= Pre-vocational Certificate =

The Pre-vocational Certificate is a vocational qualification in Mauritius designed for early school leavers who have failed to successfully complete the exams required for the Certificate of Primary Education, a pre-requisite for entry into secondary school, or who are at or above age 13. The qualification is offered by the Mauritius Institute of Training and Development. The pre-vocational programme includes Form I Vocational, Form II Vocational, Form III Vocational, and Form IV Vocational stages of education.

==History==

Previously, students followed a pre-vocational course of education followed by the National Trade Certificate Foundation (NTC F) course led by the Mauritius Institute of Training and Development. However, this course option has been gradually phased out and replaced with a programme of study of four years of pre-vocational education followed by the NTC F course.

==Entry requirements==

Entry into the Pre-vocational Certificate programme generally requires completion of Standard 6 of primary school.
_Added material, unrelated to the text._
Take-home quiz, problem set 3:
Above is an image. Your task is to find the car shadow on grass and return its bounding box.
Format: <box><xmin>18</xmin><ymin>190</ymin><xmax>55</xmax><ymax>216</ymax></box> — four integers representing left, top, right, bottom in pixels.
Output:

It is at this stage of education that students take the examinations for the Certificate of Primary Education; students who fail to take the exams or who are unsuccessful in completing or passing the exams may then progress onto the Pre-vocational Certificate and enter into the vocational stream of education.

==Curriculum==
The pre-vocational programme of study includes instruction in the following subjects:

- Communication Skills
  - Arts
  - Kreol
  - English
  - French
- Numeracy and Problem Solving Skills
  - Mathematics
  - Science
  - Information and Communication Technology (ICT)
- Life Skills
  - Values and Citizenship Education
  - Health and Physical Education
- Livelihood and Trade Skills
  - Design and Technology
  - Home Economics
  - Entrepreneurship Skills

==Progression==
Students who complete the course may then progress onto the National Trade Certificate (NTC) or enter directly into employment. Advanced NTC courses have as pre-requisites lower-level courses or their academic or vocational equivalents. Those who successfully complete the NTC can then progress further onto a Higher National Diploma course followed by a Bachelor's degree course, enabling re-entry into the academic stream.